But, he said after several attempts at employment, he grew tired of being told “no.”
“As soon as I turned 21 and applied [for a job], they did not hire me,” Coyne said.
Coyne said he used this constant rejection as motivation to make a living on his own terms. So with the help of his parents, he took the necessary steps to open his own business.
“As parents, we look at our kids and see the value,” Michael’s mother Sheila Coyne said. “We see what they are capable of, instead of the system that’s consistently labeling them and putting barriers.”
Michael took business classes through the Rhode Island Developmental Disability Center, and upon completion, he opened Red, White & Brew.
“What I liked about the coffee shop idea is the community. We learn on both sides,” Sheila said. “We teach people, ‘Yeah, he has a disability, but look what he’s doing.’ And he’s out in the community getting his social skills.”
Situated on the other side of the coffee shop, is a retail shop called “Budding Violet,” where you can purchase products crafted by some of Michael’s peers.
“I couldn’t be more proud of him.
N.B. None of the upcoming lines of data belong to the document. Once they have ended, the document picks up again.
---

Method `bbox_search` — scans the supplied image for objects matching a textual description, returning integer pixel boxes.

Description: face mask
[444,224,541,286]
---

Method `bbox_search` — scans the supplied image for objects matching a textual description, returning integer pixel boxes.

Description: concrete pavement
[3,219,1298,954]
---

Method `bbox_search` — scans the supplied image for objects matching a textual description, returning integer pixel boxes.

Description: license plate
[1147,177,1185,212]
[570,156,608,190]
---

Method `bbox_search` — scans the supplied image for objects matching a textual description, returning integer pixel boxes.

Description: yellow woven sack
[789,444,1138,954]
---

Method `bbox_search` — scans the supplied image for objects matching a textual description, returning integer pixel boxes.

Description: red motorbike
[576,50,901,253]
He’s done amazing things,” Sheila said. “And he’s just a really good human being. You feel that when you come in.”
With a big smile on his face, Michael explained his goal is to run the shop with a theme of inclusion. He said he plans to hire employees with and without special needs.
“We just want to integrate,” he added.
Sheila said she hopes this business model can help open doors for other disabled individuals who may also be struggling to find employment.